Conversation history: [last 6 turns]

That is a structured summary assembled by deterministic code. Claude's job is to read it and respond usefully — not to go find it.

The Catalog Problem

Catalog item matching was the clearest case where this boundary mattered.

The original approach let Claude recommend catalog items and then waited for the user to confirm. The problem was that the follow-up turn had no reliable way to know which item the user was confirming. Claude would ask for the item name again. The user would repeat it. Claude would ask for mandatory fields. Conversations took twice as long as they should have.

The fix was to move name resolution out of the model entirely. On every turn, before the Claude call, the Script Include scans the last six assistant messages and the current user message for catalog item names using string matching. If a match is found, the item's mandatory fields are injected into the context immediately. Claude sees the item and its required fields already resolved — it never has to re-ask.

That is a string search. It runs in microseconds. Handing it to Claude would have made it slower, less reliable, and harder to debug.

Security Is the Same Pattern

The bot's pre-filter works on the same principle. Common abuse patterns — jailbreak attempts, "pretend you are," off-topic requests, prompt reveal probes — are checked by regex before the message is evaluated. If a match is found, the request is logged, flagged, and rejected without ever reaching the model.

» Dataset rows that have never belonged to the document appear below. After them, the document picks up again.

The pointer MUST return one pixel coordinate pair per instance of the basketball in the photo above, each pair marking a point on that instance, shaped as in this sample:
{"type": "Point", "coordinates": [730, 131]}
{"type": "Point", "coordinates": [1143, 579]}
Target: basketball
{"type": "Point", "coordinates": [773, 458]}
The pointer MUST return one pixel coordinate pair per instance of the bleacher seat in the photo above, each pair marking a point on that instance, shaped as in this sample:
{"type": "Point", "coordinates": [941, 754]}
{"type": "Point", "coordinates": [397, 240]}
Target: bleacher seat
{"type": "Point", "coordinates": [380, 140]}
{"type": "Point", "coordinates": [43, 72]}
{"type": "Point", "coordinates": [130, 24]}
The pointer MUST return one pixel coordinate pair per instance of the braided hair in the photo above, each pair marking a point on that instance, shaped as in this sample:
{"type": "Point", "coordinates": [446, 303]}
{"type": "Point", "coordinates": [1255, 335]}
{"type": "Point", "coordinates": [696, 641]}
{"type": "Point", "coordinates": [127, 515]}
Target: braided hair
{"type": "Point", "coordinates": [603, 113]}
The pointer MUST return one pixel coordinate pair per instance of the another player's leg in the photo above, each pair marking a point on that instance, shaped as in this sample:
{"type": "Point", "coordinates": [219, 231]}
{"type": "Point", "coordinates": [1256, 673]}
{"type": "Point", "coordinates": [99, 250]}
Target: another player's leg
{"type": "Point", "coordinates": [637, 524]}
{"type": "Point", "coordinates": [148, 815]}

Asking Claude to detect jailbreak attempts would be slower and less consistent. Regex is deterministic. It either matches or it does not. The security boundary is enforced before inference begins, which means it cannot be reasoned around.

The Write Action Boundary

Write actions follow the same logic in the other direction. When Claude determines that an incident should be created, it does not create it. It emits a structured signal in its response — create_incident_post_troubleshooting, create_catalog_request, request_update — and the application layer parses that signal and executes the ServiceNow write.

Claude's job is to decide whether the action is appropriate and collect the required information conversationally. The actual write — GlideRecord.insert(), GlideRecord.update() — is deterministic code. The model never touches the database directly.

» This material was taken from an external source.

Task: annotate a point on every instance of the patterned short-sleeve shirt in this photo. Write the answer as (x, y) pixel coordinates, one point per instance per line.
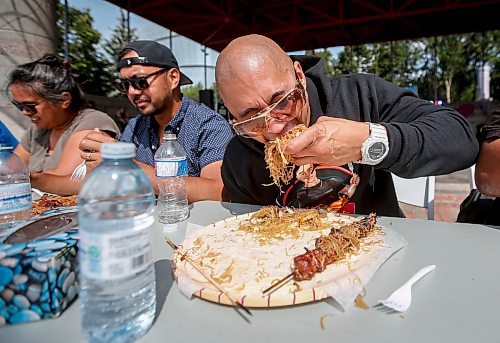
(202, 132)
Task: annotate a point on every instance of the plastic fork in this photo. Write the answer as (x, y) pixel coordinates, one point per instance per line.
(400, 299)
(79, 172)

This separation has a practical consequence beyond architecture cleanliness: it makes the write layer independently testable, auditable, and lockable. The rate limiter runs before write actions are processed. The audit table records every action signal. Those controls operate at the code layer, which means they cannot be bypassed by the model producing a different output.

The Boundary Is the Design

The two-phase pattern is not a workaround for model limitations. It is the correct architecture for any system where AI reasoning operates on live structured data.

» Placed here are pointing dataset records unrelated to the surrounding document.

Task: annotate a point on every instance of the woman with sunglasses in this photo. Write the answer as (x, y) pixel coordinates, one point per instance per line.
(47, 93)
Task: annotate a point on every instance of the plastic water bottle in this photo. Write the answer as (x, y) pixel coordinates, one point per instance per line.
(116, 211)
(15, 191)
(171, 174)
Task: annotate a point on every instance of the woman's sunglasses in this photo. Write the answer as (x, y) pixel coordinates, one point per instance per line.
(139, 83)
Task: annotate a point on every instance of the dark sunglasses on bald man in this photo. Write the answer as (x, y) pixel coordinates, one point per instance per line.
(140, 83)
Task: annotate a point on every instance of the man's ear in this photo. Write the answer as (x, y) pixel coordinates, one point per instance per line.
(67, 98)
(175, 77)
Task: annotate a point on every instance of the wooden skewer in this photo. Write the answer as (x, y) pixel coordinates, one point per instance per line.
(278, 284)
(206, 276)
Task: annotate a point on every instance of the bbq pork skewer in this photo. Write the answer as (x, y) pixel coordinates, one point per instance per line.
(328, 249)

The boundary between deterministic retrieval and probabilistic reasoning is a design decision. Draw it too early and the model is doing structural work — fetching data, parsing formats, enforcing rate limits — that it is not suited for and that produces inconsistent results. Draw it correctly and the model receives exactly what it needs: clean context, scoped to the user, stripped of irrelevant noise, with all the mechanical preconditions already satisfied.

In the ServiceNow chat, that boundary is GlideRecord. Everything before it is code. Everything after it is Claude. The model is fast, consistent, and cheap to run because it is only doing the part of the job that actually requires a model.

The Result

Token consumption is predictable because the context handed to Claude is always the same shape — a structured briefing, not a raw query dump. Output quality is consistent because the input is consistent. Security controls are reliable because they run in code, not in the model's judgment.

The bot works well not because the model is powerful, but because the model is given good data and a narrow job. The structural work is already done before Claude is called. That preparation is where most of the engineering lives — and it is the part that determines whether the system is production-ready or not.